Rejecting a true null hypothesis.

Question 18

Type II Error

Answer 18

Retaining a false null hypothesis.

Question 19

List the four possible outcomes for any hypothesis.

Answer 19

Correct decision (True H0 is retained)

Type I Error

Correct decision (False H0 is rejected)

Type II Error

Question 20

Under the U.S. Criminal Code, a defendant is presumed innocent until proven guilty. Viewing a criminal trial as a hypothesis test (with H0 specifying that the defendant is innocent), describe each of the four possible outcomes.

Answer 20

Correct Decision: Innocent defendant is released

Type I Error: Innocent defendant is sentenced (False Alarm).
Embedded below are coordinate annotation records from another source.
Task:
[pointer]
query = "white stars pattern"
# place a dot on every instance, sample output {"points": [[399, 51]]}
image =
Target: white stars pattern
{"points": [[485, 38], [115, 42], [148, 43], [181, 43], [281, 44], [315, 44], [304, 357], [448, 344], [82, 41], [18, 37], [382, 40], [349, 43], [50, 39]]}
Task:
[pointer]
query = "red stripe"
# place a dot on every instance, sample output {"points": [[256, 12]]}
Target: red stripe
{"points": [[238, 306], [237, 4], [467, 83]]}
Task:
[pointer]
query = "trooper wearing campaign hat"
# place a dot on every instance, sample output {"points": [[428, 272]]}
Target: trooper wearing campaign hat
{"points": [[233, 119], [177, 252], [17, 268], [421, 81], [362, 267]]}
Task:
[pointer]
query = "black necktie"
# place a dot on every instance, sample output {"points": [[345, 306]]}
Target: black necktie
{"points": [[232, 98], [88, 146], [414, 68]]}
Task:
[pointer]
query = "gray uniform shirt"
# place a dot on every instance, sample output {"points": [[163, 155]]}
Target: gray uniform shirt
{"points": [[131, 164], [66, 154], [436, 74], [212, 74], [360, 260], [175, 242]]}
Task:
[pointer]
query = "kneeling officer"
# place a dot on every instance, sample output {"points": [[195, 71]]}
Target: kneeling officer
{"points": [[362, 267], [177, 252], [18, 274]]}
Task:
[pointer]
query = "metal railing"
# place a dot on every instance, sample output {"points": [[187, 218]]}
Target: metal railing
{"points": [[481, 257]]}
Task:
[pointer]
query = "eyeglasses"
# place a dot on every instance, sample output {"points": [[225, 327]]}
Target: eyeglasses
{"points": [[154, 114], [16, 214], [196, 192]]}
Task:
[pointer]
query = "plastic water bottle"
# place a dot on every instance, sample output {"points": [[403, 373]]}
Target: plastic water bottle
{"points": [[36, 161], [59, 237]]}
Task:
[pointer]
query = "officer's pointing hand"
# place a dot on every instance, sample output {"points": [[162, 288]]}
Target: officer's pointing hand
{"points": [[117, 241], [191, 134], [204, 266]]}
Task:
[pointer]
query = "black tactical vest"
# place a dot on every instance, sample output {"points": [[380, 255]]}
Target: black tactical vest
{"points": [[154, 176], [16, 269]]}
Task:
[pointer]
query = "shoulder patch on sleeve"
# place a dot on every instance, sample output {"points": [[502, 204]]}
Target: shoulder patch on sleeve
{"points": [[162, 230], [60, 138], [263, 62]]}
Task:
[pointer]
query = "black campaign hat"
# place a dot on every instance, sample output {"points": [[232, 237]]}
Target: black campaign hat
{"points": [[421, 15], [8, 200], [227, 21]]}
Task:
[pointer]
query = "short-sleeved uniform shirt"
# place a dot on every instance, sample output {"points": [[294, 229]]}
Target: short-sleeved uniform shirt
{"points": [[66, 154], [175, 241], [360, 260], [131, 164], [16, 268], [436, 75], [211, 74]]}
Correct Decision: Guilty defendant is sentenced

Type II Error: Guilty defendant is released (Miss)

Question 21

Alpha (α)

Answer 21

The probability of a type I error, that is, the probability of rejecting a true null hypothesis.

Question 22

In order to eliminate the type I error, someone decides to use the .00 level of significance. What’s wrong with this procedure?

Answer 22

A false H0 will never be rejected.

Question 23

Effect

Answer 23

Any difference between a true and a hypothesized population mean.

Question 24

Hypothesized Sampling Distribution

Answer 24

Centered about the hypothesized population mean, this distribution is used to generate the decision rule.

Question 25

True Sampling Distribution

Answer 25

Centered about the true population mean, this distribution produces the one observed mean (or z).

Question 26

Beta (β)

Answer 26

The probability of a type II error, that is, the probability of retaining a false null hypothesis.

Question 27

Comment critically on the following experimental report:

Using a group of 4 subjects, an investigator announces that H0 was retained at the .05 level of significance.

Answer 27

Because of the small sample size, only very large effects will be detected.

Question 28

Comment critically on the following experimental report:

Using a group of 600 subjects, an investigator reports that H0 was rejected at the .05 level of significance.

Answer 28

Because of the large sample size, even small, unimportant effects will be detected.

Question 29

Power (1 – β)

Answer 29

The probability of detecting a particular effect.

Question 30

Power

Answer 30

Shows how the likelihood of detecting any possible effect varies for a fixed sample size.

Question 31

An investigator consults a chart to determine the sample size required to detect an eight-point effect with a probability of .80. What happens to this detection rate of .80–will it actually be smaller, the same, or larger–if, unknown to the investigator, the true effect actually equals…

twelve points?

Answer 31

The power for the 12-point effect is larger than .80 because the true sampling distribution is shifted further into the rejection region for the false H0.

Question 32

An investigator consults a chart to determine the sample size required to detect an eight-point effect with a probability of .80. What happens to this detection rate of .80–will it actually be smaller, the same, or larger–if, unknown to the investigator, the true effect actually equals…

five points?

Answer 32

The power for the 5-point effect is smaller than .80 because the true sampling distribution is shifted further into the retention region for the false H0.